I look over at Carl to see if I can get a little support, but he's concentrating on staring off into the weeds and smoking a cigarette. I doubt he's kept up with the conversation.

“Carl, thanks for the beer. I'll be on my way. Take it easy, Rodell.”

When I get back to Jenny's office it's almost four o'clock. I'm itchy because I want to be sure we have time to get a judge if it's necessary. I don't want Greg having to stay in the jail overnight. Some boys it would just roll off their backs, but I get the feeling it would be hard on him.

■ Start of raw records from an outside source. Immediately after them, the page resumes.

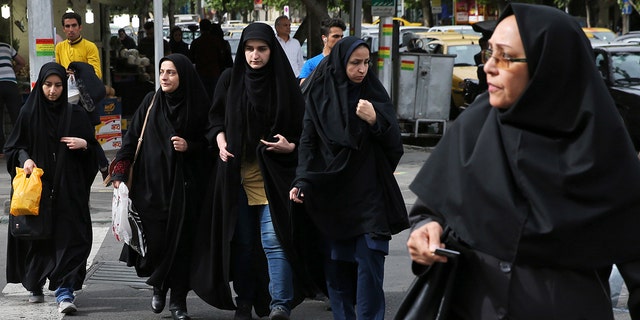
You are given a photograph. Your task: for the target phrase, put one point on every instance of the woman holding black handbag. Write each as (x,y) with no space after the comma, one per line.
(538,180)
(57,137)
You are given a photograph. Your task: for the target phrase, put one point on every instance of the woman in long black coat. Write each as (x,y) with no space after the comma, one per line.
(349,148)
(537,180)
(171,169)
(256,119)
(48,131)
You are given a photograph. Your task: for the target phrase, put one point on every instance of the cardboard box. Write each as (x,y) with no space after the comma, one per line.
(111,141)
(109,124)
(110,107)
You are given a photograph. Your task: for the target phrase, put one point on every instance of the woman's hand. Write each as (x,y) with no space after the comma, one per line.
(296,195)
(179,144)
(74,143)
(28,166)
(423,242)
(280,146)
(366,112)
(221,140)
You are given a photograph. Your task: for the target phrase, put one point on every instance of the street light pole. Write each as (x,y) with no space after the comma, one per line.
(41,36)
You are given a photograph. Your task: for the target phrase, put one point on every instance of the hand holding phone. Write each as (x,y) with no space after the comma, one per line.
(446,253)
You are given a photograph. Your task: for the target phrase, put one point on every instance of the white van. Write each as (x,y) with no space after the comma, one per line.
(463,29)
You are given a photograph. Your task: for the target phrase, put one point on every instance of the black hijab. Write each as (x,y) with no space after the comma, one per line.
(331,90)
(186,100)
(43,114)
(262,102)
(551,176)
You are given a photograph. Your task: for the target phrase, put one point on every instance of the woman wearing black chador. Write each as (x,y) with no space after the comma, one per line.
(170,170)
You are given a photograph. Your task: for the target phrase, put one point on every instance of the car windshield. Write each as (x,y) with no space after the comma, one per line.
(626,67)
(604,35)
(464,54)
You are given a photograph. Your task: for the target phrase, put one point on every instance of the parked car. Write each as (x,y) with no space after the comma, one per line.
(403,22)
(599,36)
(463,28)
(629,37)
(619,66)
(464,65)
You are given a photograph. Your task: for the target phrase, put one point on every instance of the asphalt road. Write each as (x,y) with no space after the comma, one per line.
(113,291)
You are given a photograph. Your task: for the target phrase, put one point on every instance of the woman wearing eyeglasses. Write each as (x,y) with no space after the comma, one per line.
(537,183)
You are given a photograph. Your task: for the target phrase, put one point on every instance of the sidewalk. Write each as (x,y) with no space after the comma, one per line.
(113,291)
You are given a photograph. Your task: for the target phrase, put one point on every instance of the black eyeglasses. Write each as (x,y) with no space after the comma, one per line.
(502,62)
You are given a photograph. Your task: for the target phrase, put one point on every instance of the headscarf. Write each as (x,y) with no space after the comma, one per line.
(187,100)
(551,176)
(267,98)
(332,90)
(40,112)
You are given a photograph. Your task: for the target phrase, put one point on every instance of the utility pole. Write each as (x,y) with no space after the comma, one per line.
(41,36)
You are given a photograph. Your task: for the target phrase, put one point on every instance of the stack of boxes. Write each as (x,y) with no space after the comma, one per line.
(109,131)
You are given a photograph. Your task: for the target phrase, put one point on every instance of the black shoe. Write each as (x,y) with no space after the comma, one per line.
(158,300)
(279,313)
(180,314)
(243,312)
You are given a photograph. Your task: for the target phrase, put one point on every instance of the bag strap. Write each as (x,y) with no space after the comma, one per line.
(61,150)
(144,126)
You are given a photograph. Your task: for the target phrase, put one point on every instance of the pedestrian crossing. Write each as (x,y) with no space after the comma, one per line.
(14,304)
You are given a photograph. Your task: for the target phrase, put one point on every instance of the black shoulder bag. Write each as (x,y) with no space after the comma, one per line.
(428,297)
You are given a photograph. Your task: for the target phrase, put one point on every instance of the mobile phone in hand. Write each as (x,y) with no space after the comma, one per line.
(447,253)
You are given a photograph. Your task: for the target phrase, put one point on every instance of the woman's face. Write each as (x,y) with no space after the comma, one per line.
(169,78)
(257,53)
(52,87)
(507,80)
(358,64)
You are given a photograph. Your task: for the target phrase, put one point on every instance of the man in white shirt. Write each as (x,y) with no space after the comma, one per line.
(290,45)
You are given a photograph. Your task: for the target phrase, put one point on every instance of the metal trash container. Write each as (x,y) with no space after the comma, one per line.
(424,92)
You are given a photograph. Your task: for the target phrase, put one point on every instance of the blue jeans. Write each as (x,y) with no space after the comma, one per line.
(280,274)
(354,270)
(63,293)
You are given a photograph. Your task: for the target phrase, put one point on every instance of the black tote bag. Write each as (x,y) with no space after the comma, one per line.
(28,227)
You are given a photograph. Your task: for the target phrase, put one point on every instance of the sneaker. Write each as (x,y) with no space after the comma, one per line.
(243,312)
(66,306)
(36,297)
(279,313)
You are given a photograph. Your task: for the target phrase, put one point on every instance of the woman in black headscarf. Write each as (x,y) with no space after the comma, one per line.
(348,151)
(171,168)
(49,130)
(538,180)
(256,119)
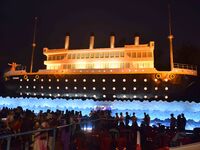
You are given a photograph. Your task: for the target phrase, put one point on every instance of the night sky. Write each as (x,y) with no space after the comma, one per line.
(148,18)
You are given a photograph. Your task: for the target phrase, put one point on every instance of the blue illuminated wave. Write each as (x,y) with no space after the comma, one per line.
(159,111)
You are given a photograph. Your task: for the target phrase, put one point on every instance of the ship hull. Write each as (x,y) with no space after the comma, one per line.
(151,86)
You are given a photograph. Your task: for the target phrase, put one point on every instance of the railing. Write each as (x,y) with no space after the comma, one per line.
(185,66)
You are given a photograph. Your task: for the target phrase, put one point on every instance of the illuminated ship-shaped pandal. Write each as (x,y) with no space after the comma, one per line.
(122,73)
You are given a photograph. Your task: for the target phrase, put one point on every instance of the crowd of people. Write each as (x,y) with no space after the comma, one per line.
(108,132)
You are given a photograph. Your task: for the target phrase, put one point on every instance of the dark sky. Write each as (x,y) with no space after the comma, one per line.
(148,18)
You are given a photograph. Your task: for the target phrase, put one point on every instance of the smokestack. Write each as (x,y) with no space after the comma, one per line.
(67,41)
(137,40)
(91,41)
(112,41)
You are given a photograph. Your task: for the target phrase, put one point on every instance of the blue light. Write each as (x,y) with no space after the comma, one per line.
(156,109)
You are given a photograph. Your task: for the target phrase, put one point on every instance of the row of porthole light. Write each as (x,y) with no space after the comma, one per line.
(94,96)
(94,88)
(93,80)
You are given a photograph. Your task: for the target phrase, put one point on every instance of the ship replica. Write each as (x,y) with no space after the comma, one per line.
(114,73)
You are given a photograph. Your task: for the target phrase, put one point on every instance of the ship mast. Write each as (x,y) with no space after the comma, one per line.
(33,45)
(170,37)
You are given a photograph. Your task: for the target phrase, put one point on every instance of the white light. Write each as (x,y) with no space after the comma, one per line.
(103,80)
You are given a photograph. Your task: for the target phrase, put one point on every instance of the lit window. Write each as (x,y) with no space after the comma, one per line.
(103,80)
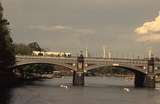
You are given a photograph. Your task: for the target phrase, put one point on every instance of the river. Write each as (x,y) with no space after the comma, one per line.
(97,90)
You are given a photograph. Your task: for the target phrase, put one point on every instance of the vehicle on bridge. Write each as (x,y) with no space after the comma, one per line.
(54,54)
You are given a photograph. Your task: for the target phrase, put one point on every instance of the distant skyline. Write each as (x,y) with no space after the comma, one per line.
(126,27)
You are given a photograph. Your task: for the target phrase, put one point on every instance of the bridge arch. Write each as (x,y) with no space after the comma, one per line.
(133,69)
(31,63)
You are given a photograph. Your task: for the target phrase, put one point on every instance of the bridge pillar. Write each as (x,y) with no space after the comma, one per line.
(139,80)
(78,74)
(150,76)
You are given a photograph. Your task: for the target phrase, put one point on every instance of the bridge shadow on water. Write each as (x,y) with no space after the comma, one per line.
(5,95)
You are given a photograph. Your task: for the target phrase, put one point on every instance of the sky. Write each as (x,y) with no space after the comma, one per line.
(125,27)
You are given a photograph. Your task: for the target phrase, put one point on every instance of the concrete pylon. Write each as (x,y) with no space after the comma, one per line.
(150,76)
(78,74)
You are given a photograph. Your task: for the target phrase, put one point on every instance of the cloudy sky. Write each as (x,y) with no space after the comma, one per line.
(126,27)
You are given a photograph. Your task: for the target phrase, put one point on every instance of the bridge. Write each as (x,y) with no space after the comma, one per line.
(144,69)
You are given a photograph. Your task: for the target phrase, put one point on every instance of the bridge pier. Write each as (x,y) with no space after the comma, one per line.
(78,78)
(150,76)
(78,75)
(139,80)
(149,81)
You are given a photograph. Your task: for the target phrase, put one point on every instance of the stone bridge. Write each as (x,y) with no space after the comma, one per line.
(143,68)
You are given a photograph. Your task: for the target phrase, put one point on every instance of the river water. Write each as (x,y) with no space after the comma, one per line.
(97,90)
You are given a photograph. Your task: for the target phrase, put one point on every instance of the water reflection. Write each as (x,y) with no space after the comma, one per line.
(5,95)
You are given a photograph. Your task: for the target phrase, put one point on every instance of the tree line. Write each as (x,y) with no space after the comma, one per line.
(27,49)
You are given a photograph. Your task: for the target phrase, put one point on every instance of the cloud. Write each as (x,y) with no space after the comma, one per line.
(150,31)
(60,28)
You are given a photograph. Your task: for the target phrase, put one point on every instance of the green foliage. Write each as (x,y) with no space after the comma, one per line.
(34,46)
(23,49)
(7,52)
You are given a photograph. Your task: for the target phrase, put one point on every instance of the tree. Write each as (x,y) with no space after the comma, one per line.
(22,49)
(35,46)
(7,53)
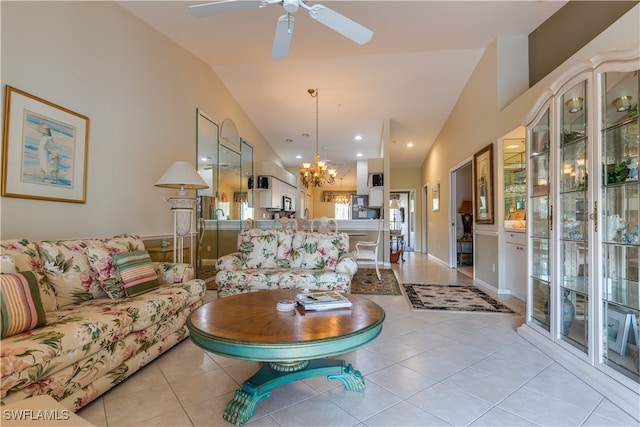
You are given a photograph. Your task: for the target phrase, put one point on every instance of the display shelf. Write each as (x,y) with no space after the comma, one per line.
(620,218)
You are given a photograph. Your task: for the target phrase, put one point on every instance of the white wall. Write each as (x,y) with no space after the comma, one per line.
(140,92)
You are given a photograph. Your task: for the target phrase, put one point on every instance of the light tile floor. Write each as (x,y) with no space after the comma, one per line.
(425,369)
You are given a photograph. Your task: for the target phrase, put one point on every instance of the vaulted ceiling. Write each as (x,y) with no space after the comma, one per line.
(411,72)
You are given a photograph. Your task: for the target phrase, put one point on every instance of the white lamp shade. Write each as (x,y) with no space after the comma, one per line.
(181,175)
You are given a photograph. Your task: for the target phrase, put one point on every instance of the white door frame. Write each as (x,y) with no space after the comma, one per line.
(453,210)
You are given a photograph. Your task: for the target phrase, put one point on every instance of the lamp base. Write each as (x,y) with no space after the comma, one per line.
(182,208)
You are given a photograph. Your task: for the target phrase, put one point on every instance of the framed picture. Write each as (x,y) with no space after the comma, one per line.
(435,198)
(483,184)
(44,150)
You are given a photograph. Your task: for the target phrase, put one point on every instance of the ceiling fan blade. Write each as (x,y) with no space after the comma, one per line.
(224,6)
(282,39)
(341,24)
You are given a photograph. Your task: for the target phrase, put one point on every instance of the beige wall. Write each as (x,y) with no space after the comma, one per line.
(475,122)
(407,179)
(140,92)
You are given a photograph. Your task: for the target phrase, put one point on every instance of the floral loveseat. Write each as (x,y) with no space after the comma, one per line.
(80,316)
(285,258)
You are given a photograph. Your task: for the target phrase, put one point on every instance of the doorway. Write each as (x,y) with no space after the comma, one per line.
(462,236)
(402,219)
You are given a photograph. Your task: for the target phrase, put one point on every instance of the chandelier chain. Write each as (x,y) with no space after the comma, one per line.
(316,174)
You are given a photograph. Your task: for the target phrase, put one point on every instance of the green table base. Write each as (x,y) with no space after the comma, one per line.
(272,375)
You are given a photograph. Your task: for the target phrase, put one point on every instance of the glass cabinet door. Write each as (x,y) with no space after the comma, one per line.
(620,215)
(540,221)
(574,204)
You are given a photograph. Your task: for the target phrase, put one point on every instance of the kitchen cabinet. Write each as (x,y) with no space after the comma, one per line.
(375,197)
(515,258)
(583,299)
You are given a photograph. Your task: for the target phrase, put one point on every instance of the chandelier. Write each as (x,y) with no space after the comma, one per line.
(316,174)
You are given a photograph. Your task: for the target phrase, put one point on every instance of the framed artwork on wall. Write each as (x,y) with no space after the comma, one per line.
(483,185)
(45,150)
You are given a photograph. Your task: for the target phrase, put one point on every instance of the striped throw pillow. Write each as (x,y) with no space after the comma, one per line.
(136,272)
(20,304)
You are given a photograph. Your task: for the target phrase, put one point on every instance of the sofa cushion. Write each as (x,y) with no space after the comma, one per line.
(100,325)
(7,264)
(67,266)
(101,252)
(317,251)
(26,258)
(136,272)
(284,242)
(20,305)
(259,251)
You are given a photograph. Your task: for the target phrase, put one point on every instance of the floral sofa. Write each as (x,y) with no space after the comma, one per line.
(80,316)
(285,258)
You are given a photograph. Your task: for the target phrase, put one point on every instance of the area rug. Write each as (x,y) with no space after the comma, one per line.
(366,282)
(452,298)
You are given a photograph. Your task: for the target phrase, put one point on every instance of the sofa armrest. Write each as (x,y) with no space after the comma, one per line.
(347,264)
(169,272)
(230,262)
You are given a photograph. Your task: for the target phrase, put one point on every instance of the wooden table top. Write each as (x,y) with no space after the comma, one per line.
(248,326)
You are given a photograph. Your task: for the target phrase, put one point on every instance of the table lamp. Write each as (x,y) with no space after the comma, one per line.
(183,176)
(393,204)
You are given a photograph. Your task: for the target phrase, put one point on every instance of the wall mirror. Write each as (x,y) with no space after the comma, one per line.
(226,163)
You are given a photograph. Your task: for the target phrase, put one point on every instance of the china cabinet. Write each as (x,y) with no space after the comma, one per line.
(515,179)
(583,211)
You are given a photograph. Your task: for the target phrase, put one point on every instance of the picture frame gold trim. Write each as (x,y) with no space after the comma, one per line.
(483,185)
(44,149)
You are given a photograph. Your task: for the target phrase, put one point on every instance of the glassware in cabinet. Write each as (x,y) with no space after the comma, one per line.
(573,293)
(540,221)
(620,215)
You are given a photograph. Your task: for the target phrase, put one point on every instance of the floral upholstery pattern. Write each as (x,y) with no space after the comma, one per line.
(318,261)
(26,258)
(67,266)
(259,251)
(101,253)
(89,346)
(318,251)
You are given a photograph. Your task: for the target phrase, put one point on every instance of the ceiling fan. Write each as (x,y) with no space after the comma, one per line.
(284,27)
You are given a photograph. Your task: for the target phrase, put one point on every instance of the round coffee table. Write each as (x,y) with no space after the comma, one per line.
(292,345)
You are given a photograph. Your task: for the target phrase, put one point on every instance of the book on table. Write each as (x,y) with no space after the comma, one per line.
(322,300)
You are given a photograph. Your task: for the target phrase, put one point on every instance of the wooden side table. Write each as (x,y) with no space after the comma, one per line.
(465,250)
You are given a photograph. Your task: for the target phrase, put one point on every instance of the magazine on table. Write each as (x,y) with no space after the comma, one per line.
(322,300)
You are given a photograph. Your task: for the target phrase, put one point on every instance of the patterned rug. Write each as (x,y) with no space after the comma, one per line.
(452,298)
(366,282)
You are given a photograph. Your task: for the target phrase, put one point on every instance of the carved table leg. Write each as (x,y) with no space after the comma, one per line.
(270,375)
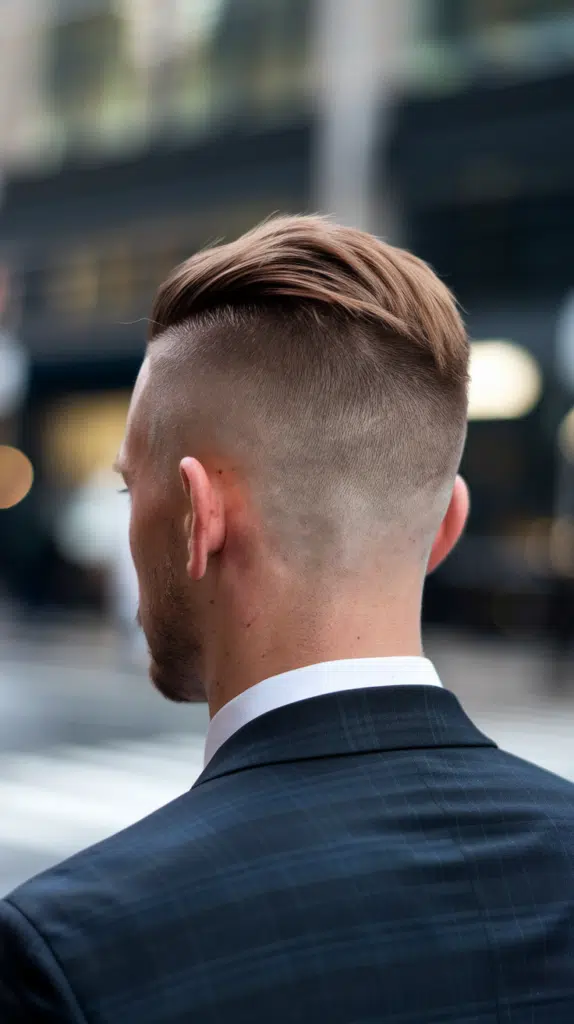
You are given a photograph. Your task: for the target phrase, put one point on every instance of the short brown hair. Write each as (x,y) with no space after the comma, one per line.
(342,366)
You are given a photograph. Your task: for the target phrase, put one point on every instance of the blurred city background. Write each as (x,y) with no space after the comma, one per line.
(133,132)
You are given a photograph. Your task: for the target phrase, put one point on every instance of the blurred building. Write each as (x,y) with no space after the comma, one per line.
(134,132)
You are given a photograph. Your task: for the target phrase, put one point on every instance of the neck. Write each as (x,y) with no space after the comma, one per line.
(348,627)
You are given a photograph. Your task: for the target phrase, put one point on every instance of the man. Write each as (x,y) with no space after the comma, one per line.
(355,850)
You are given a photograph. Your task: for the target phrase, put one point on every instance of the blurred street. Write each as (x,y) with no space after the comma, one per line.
(87,747)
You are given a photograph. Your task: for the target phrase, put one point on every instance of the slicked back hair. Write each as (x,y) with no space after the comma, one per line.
(336,367)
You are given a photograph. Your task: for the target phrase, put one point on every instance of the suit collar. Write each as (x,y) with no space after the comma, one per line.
(359,721)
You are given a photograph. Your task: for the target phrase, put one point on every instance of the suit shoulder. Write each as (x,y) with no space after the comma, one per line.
(540,782)
(122,862)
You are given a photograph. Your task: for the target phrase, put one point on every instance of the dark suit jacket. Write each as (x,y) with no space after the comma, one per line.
(355,858)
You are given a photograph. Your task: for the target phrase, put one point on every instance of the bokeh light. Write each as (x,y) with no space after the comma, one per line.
(16,476)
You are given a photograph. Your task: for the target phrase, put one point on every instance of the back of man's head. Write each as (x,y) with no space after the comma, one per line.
(333,369)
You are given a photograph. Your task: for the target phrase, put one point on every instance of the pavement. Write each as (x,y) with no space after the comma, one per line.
(87,747)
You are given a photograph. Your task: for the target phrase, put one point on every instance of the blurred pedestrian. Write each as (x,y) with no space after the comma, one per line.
(355,850)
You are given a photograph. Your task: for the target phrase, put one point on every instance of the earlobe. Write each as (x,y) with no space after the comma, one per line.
(206,519)
(451,526)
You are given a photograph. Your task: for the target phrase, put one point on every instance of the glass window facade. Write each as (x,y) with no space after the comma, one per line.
(458,41)
(114,75)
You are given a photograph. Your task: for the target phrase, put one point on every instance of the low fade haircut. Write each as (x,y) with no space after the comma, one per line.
(335,368)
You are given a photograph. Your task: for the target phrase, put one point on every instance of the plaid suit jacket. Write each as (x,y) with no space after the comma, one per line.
(356,858)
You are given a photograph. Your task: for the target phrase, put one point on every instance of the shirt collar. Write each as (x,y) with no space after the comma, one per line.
(312,681)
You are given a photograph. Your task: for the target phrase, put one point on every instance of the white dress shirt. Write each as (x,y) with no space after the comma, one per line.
(314,681)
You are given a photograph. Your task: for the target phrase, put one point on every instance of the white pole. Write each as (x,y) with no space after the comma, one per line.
(358,47)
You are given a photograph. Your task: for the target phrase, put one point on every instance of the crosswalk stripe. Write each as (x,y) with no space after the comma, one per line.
(72,796)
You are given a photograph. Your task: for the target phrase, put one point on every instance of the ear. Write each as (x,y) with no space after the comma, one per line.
(452,525)
(206,518)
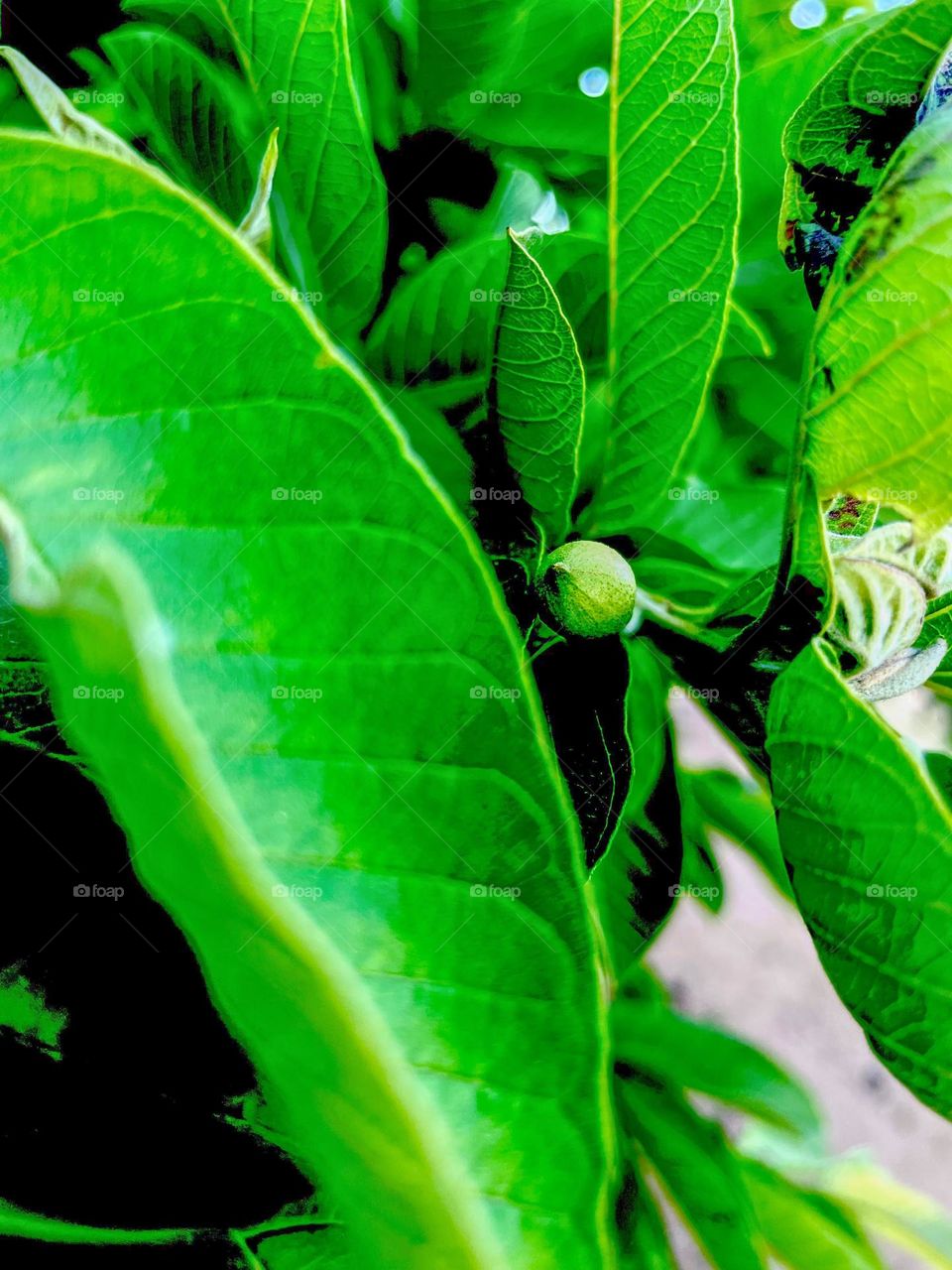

There's a chair down the hall outside somebody's office, so I haul it to Jenny's door and sit down. While I wait for her to show up, I finally have a minute to pay some mind to what happened to Dora Lee. And my part in it. Even though it makes me feel bad, I force myself to recall the details of our conversation last night. I don't know what time she called, but it wasn't quite dark, so I probably hadn't been asleep long. Let's call it nine thirty. She asked if she was disturbing me and I said not at all. Thinking back on it, I'm hoping I didn't sound impatient with her. I'd hate to think that the last friend she talked to would have brushed her off. Assuming I was the last person she called.